Pour les auditeurs, ils n'affirmaient pas leurs préférences, qui étaient généralement, déférence ou curiosité, celles que les circonstances leur imposaient. Peut-être étaient-ils plus attirés vers les merveilleuses aventures; mais ils se montraient plus recueillis pendant une migration de revenants: aussi bien, le narrateur débitait ces légendes de pénitence comme un acte de foi, ponctuellement, ainsi qu'une leçon apprise par coeur, un peu à la manière d'une psalmodie, la voix baissant d'un ton vers la fin, l'action ralentie à mesure que l'issue approchait.

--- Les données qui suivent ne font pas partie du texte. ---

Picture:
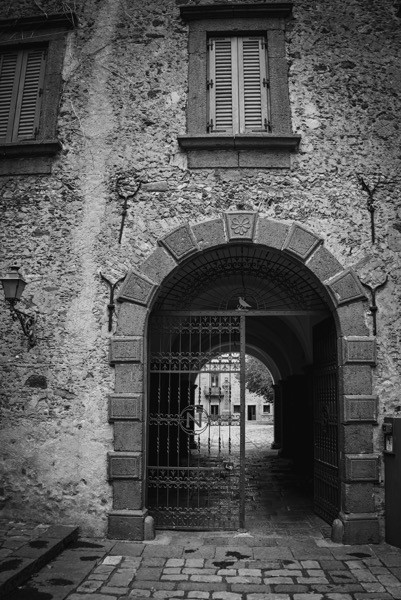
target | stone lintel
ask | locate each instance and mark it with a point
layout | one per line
(359, 349)
(360, 409)
(240, 225)
(126, 349)
(127, 524)
(361, 467)
(125, 407)
(300, 242)
(180, 242)
(124, 465)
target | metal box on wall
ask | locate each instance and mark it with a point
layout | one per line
(392, 483)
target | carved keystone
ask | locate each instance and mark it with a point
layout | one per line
(240, 225)
(346, 287)
(359, 350)
(361, 467)
(301, 242)
(271, 233)
(127, 349)
(125, 407)
(136, 288)
(180, 242)
(124, 465)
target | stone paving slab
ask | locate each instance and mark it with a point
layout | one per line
(232, 568)
(33, 547)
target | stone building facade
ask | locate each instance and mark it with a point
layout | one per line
(122, 178)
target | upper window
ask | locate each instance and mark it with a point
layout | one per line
(31, 63)
(21, 90)
(238, 85)
(238, 111)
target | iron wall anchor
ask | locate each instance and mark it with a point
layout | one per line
(111, 305)
(373, 307)
(27, 322)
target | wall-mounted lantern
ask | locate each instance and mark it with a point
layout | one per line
(13, 286)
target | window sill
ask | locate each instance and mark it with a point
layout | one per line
(216, 141)
(29, 149)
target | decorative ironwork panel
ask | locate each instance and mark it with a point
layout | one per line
(325, 391)
(193, 468)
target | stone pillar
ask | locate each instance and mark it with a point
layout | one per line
(126, 462)
(278, 416)
(360, 468)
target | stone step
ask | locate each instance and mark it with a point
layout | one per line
(18, 567)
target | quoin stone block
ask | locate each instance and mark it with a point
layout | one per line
(126, 350)
(271, 233)
(301, 242)
(136, 288)
(346, 287)
(359, 350)
(125, 406)
(361, 467)
(125, 465)
(360, 409)
(180, 242)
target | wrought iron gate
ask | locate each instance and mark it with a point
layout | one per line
(325, 391)
(196, 472)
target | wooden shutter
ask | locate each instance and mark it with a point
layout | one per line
(238, 85)
(9, 68)
(21, 85)
(252, 84)
(29, 95)
(223, 85)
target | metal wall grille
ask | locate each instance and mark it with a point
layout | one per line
(194, 467)
(325, 390)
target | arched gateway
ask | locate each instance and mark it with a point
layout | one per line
(235, 285)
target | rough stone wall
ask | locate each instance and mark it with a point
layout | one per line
(122, 107)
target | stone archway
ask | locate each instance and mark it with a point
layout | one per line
(128, 353)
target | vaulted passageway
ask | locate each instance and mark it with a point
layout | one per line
(226, 303)
(294, 307)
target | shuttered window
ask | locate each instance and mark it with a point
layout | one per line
(238, 85)
(21, 87)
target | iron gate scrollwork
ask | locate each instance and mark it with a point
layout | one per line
(325, 391)
(193, 473)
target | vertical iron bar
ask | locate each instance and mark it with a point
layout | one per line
(242, 424)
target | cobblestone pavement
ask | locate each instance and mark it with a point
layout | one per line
(222, 566)
(285, 554)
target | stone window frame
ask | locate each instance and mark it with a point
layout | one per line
(257, 150)
(33, 156)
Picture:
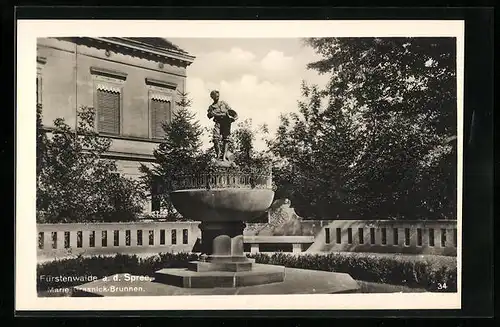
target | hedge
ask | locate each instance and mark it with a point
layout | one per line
(426, 272)
(430, 272)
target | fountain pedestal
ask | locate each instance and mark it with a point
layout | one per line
(225, 265)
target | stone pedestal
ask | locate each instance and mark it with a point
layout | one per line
(225, 265)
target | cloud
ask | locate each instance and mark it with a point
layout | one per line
(259, 89)
(277, 61)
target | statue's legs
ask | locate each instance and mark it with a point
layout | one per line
(216, 138)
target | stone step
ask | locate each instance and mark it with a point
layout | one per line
(209, 279)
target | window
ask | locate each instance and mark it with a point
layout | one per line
(339, 235)
(174, 236)
(108, 110)
(40, 62)
(156, 194)
(327, 235)
(160, 113)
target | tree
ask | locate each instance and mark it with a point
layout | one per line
(245, 154)
(316, 148)
(179, 153)
(75, 182)
(390, 107)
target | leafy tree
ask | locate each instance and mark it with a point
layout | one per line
(378, 145)
(179, 153)
(245, 154)
(75, 183)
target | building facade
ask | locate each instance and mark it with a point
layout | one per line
(132, 83)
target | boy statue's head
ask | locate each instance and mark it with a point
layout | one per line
(214, 95)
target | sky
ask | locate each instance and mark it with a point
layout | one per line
(259, 78)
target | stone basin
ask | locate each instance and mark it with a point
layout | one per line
(222, 205)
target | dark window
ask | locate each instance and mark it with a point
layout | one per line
(116, 238)
(38, 89)
(160, 113)
(127, 237)
(162, 236)
(79, 239)
(443, 238)
(40, 240)
(372, 235)
(139, 237)
(395, 236)
(419, 236)
(151, 237)
(108, 106)
(431, 236)
(156, 191)
(54, 240)
(92, 239)
(67, 238)
(174, 236)
(104, 238)
(407, 236)
(339, 235)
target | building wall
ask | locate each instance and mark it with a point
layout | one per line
(68, 83)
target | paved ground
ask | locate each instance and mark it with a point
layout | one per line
(297, 281)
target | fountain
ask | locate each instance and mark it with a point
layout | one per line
(223, 200)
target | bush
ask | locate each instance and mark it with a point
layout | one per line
(430, 272)
(426, 272)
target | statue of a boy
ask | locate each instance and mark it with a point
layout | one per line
(223, 116)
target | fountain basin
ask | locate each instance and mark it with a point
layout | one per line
(222, 205)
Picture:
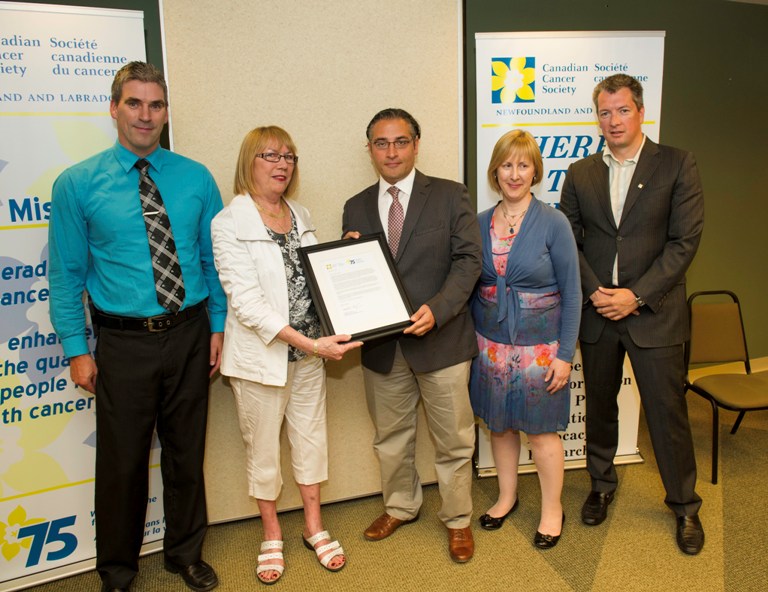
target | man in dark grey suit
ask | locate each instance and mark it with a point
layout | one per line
(637, 211)
(432, 231)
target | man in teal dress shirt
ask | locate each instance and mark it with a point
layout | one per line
(152, 364)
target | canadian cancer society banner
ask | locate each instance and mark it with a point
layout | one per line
(56, 68)
(542, 82)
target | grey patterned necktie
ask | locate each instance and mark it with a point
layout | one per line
(395, 222)
(169, 284)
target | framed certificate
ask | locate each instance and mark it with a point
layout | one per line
(356, 288)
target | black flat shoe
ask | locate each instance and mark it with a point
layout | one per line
(547, 541)
(199, 576)
(690, 534)
(595, 508)
(491, 523)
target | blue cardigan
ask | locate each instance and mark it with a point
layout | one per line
(543, 259)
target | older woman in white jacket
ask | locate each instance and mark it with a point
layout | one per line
(273, 348)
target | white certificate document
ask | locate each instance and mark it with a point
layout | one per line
(355, 287)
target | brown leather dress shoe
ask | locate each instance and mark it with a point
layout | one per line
(384, 526)
(461, 545)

Avec les autres conteurs, les superstitions et les enchantements de cette mythologie fataliste des Bretons, d'ordinaire, occupaient la veillée. Mais l'ex-matelot, lui, comme il «envoyait son esprit par l'Océan» ! Et l'on aurait cru que la prison des âmes se fût ouverte subitement. On sentait alors que le ciel était moins gris, l'air plus large et le vent plus léger; de confiance on voguait vers les pays inconnus avec ce pilote, et lui-même devenait sur son élément plus alerte de la parole, s'aidant des gestes jadis les plus familiers. Et, chemin faisant, c'étaient des contrées étrangement variées, entre des mers sans doute incréées, dans un monde éternellement enveloppé d'une lumière sans nom chez les hommes et sans cesse confinant au surnaturel... Les beaux palais aériens qu'on escalade par une échelle invisible ! et ces régions sous-marines où les naufragés descendent par les tours des églises submergées, comme à Ker-Is, sans qu'ils retrouvent ensuite où ils ont abordé ! les secours inespérés ! les bienfaisants poissons qui parlent ! les fortunes qu'on rapporte au retour !... Les plus fameux romans de cape et d'épée sont l'enfance de l'art à côté de cette primitive littérature. Et les classiques Argonautes n'étaient que des novices auprès de ces pêcheurs de Bretagne. Et la Toison d'Or, qu'était-ce au prix de ces rivières où coulent des perles, de ces châteaux de diamant, de ces jardins mystérieux avec des arbres chargés de pommes dont les pépins sont des rubis !...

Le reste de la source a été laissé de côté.